Researchers may have found a way to circumvent diabetes that often follows stem cell and solid organ transplantation. Approximately one-third to one-half of transplantation recipients develop post-transplant diabetes mellitus (PTDM) as a consequence of drug regimens designed to prevent rejection.
In a study published in the Journal of Clinical Investigation Insight, researchers found a glucagon-like peptide-1 (GLP-1) receptor agonist called exendin-4 successfully prevented beta-cell dysfunction caused by two common immunosuppressive drugs: the calcineurin inhibitor tacrolimus and the mTOR inhibitor sirolimus.
“Transplant patients are typically on life-long immunosuppression, and some develop PTDM years after transplant. Our results provide strong rationale for treatment with a GLP-1 agonist,” said senior author Alvin C. Powers, M.D., Joe C. Davis Professor of Biomedical Science at Vanderbilt University Medical Center and director of the Vanderbilt Diabetes Center.
The researchers created a new model system to understand the long-term effects of immunosuppressive drugs on human islets. They transplanted human pancreatic islets into immunodeficient mice, then treated the mice with clinically relevant doses of either tacrolimus or sirolimus and monitored the mice for four weeks.

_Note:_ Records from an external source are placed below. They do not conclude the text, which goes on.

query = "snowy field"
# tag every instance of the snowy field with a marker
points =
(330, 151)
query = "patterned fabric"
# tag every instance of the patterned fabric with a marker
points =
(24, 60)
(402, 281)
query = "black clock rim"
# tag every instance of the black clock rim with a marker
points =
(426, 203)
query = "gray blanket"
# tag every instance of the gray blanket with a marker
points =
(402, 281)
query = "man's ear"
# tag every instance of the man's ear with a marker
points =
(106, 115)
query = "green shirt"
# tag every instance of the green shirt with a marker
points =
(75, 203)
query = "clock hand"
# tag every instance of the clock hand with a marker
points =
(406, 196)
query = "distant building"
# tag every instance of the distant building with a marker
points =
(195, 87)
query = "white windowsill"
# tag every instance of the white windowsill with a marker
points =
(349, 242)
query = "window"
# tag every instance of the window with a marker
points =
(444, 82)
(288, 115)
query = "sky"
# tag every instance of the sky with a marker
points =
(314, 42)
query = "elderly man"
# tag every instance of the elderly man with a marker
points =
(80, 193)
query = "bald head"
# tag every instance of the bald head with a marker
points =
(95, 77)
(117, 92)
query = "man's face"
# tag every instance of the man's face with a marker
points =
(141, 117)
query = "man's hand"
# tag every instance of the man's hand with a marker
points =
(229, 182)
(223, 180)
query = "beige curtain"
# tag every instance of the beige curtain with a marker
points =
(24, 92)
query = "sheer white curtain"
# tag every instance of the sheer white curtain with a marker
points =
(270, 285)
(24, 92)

The human islets in mice treated with either drug secreted less insulin, a feature of PTDM. The transplanted human islets in treated mice also had reduced beta-cell granules, elevated proinsulin and increased amyloid deposits in the grafts — changes likely related to dysfunctional beta cells. Additional RNA analyses revealed “broad dysregulation of peptide processing, ion and calcium flux, and extracellular matrix maintenance,” wrote the authors. The findings point to key mechanisms connecting immunosuppressive medications to PTDM through their effects on the pancreatic islet.
Benefits of GLP-1 receptor agonist
Importantly, the immunosuppressive drugs’ effects on beta cells were reversible: when the researchers withdrew drug treatment, the beta-cell function returned to normal.

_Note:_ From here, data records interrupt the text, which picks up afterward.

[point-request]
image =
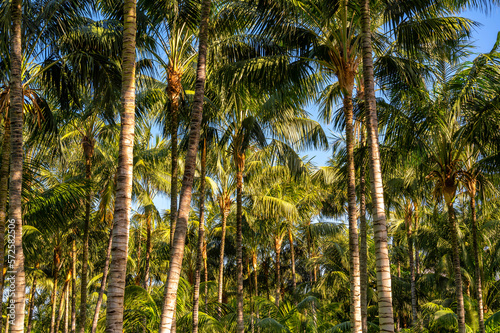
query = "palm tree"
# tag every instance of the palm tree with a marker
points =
(116, 285)
(177, 253)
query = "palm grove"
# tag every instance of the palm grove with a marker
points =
(109, 105)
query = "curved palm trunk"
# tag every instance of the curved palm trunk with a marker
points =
(456, 267)
(54, 291)
(277, 266)
(73, 286)
(88, 149)
(119, 250)
(201, 239)
(177, 252)
(240, 165)
(363, 250)
(103, 283)
(477, 261)
(292, 259)
(4, 181)
(16, 165)
(32, 305)
(354, 274)
(384, 288)
(221, 255)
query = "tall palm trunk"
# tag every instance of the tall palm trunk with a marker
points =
(240, 165)
(225, 213)
(73, 286)
(456, 267)
(4, 182)
(478, 273)
(292, 259)
(384, 288)
(201, 238)
(53, 298)
(363, 250)
(31, 307)
(177, 252)
(119, 250)
(88, 150)
(354, 277)
(103, 283)
(277, 266)
(16, 165)
(409, 224)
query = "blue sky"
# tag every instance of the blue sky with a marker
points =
(483, 38)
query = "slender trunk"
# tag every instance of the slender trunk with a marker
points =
(31, 305)
(66, 310)
(4, 182)
(277, 267)
(386, 317)
(409, 236)
(88, 149)
(201, 238)
(354, 274)
(456, 267)
(292, 259)
(477, 260)
(53, 298)
(103, 283)
(16, 168)
(61, 306)
(177, 252)
(119, 250)
(148, 251)
(363, 250)
(240, 161)
(221, 255)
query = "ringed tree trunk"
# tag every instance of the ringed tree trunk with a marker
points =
(4, 181)
(121, 221)
(88, 151)
(224, 206)
(384, 288)
(363, 250)
(456, 266)
(201, 239)
(354, 274)
(16, 166)
(240, 166)
(177, 252)
(103, 283)
(472, 193)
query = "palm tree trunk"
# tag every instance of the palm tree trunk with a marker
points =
(477, 261)
(53, 298)
(201, 238)
(16, 164)
(31, 307)
(73, 286)
(292, 259)
(409, 236)
(384, 288)
(88, 152)
(240, 165)
(456, 267)
(119, 250)
(277, 266)
(4, 182)
(354, 274)
(221, 254)
(177, 252)
(363, 250)
(103, 283)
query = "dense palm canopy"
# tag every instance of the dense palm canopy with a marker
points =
(155, 174)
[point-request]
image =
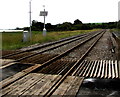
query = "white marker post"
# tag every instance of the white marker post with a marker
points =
(30, 33)
(44, 13)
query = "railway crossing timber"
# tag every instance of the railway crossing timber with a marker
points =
(58, 74)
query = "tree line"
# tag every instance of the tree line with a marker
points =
(68, 26)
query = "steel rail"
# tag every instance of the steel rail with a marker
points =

“This was a helpful finding — knowing the human islets were not permanently damaged — but withdrawing these drugs from transplant patients is not a viable option,” Powers said. “We needed to find another way to protect human islets from drug-induced dysfunction.” Chunhua Dai, M.D., a research associate professor of Medicine, John Walker, a M.D./Ph.D. student in Vanderbilt’s Medical Scientist Training Program, and senior research specialist Greg Poffenberger, M.S. conducted the studies.
“Withdrawing these drugs from transplant patients is not a viable option.”
The researchers turned to exendin-4, a glucagon-like peptide-1 (GLP-1) receptor agonist, that targets a similar pathway to tacrolimus and has been shown to enhance beta-cell function, proliferation, and survival. GLP-1 is a hormone secreted by the intestines following oral glucose intake.
Mice who received exendin-4 concomitantly during the immunosuppressive drug treatment had improved insulin secretion, plus the human islets developed fewer amyloid deposits. Mice in the tacrolimus treatment group benefited more than those on sirolimus, which could help steer future research into underlying signaling pathways.
Translating the findings
While more research is needed to fully explore GLP-1 receptor agonists’ clinical utility in the context of PTDM, Powers believes the study with human islets could serve as a springboard.
“We hope these findings can be translated into clinical research, as these results suggest ways that diabetes associated with immunosuppressive drugs can be prevented or treated more effectively,” Powers said, adding that the new study is one of several ongoing at Vanderbilt to elucidate connections between stem cell transplant and diabetes.